Reflecting the historical entanglement of ecological movements, radical politics, and psychedelia, DIY mycologists share ecological values and lifestyles and critical views of industrial capitalism. One overarching trait is what I refer to as “alter-ecology”: discourses and practices that extrapolate logics from scientific ecology to other domains as a resource of imagining the future. DIY mycology coopts technoscientific practices to build capacity but forgoes the conventions of normative science, especially the affective and discursive norms of mechanistic naturalism.
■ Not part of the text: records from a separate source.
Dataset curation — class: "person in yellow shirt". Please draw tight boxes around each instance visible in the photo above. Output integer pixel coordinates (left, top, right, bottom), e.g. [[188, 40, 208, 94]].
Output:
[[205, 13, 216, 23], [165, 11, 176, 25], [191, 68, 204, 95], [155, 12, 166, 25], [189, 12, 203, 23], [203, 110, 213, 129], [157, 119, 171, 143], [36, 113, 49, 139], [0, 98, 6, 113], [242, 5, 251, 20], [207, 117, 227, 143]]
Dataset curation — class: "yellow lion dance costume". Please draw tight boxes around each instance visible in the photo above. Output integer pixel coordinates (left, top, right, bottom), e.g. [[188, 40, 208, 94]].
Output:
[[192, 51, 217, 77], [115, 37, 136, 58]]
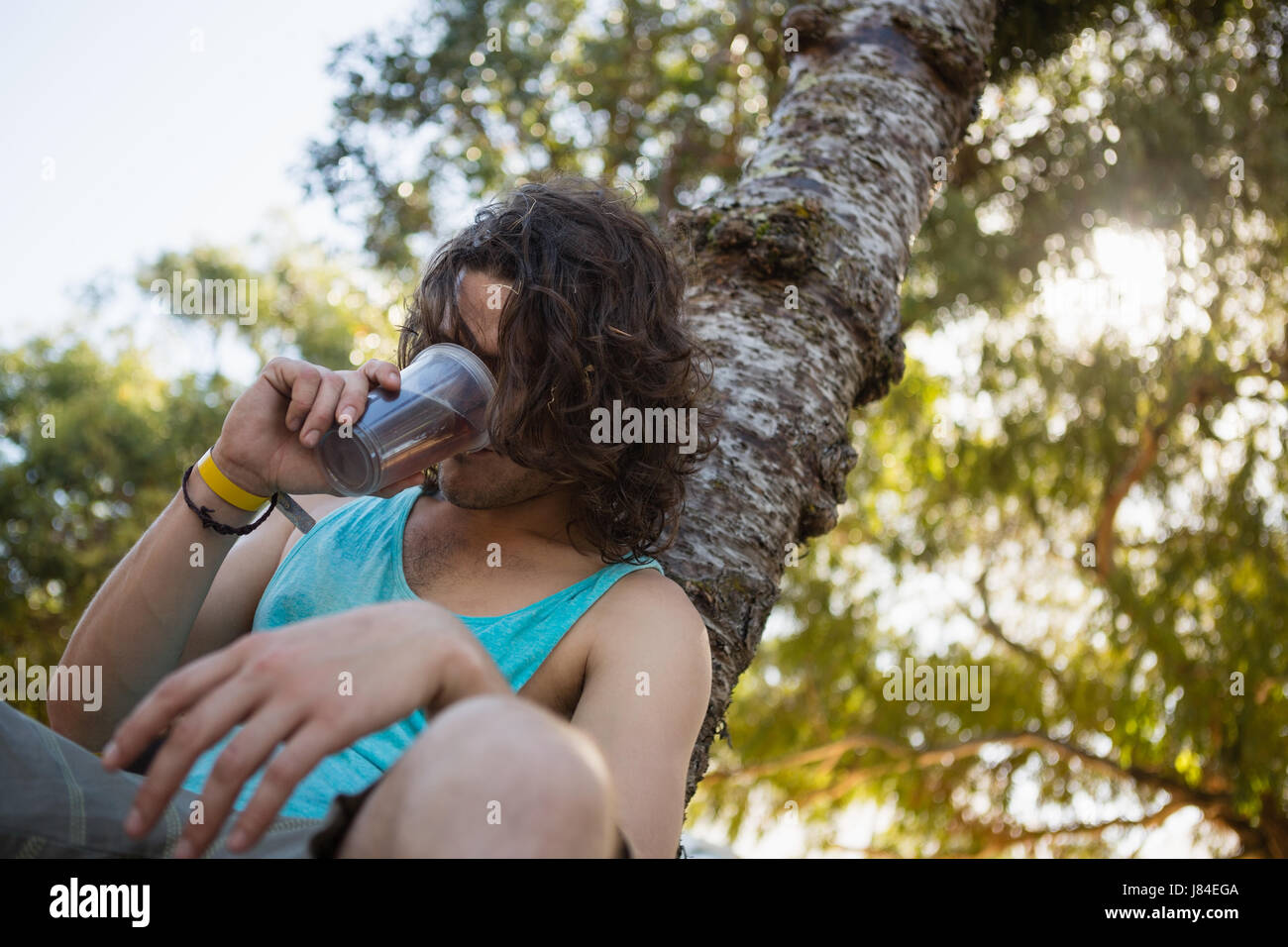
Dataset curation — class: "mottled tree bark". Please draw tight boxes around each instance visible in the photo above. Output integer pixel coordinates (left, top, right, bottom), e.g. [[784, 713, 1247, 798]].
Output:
[[662, 0, 995, 850]]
Rather, they act within a post-humanist frame: they encounter and work with fungi, in both instrumental and intersubjective modes. Participants acknowledge and celebrate this mutuality and co-constitution and valorize the traits and capacities of fungi. In the process, science is coopted, shrunk, mobilized, and vernacularized, reflecting contemporary movements and trends toward citizen science and dispersed de-institutionalized science (Kelty, 2008; Strasser, et al, 2018; Delfanti, 2013, 2017). Overall, this vernacularization of scientific practice allows for the possibility and growth of syncretic forms of post-humanist amateur science, or what I call undisciplined science.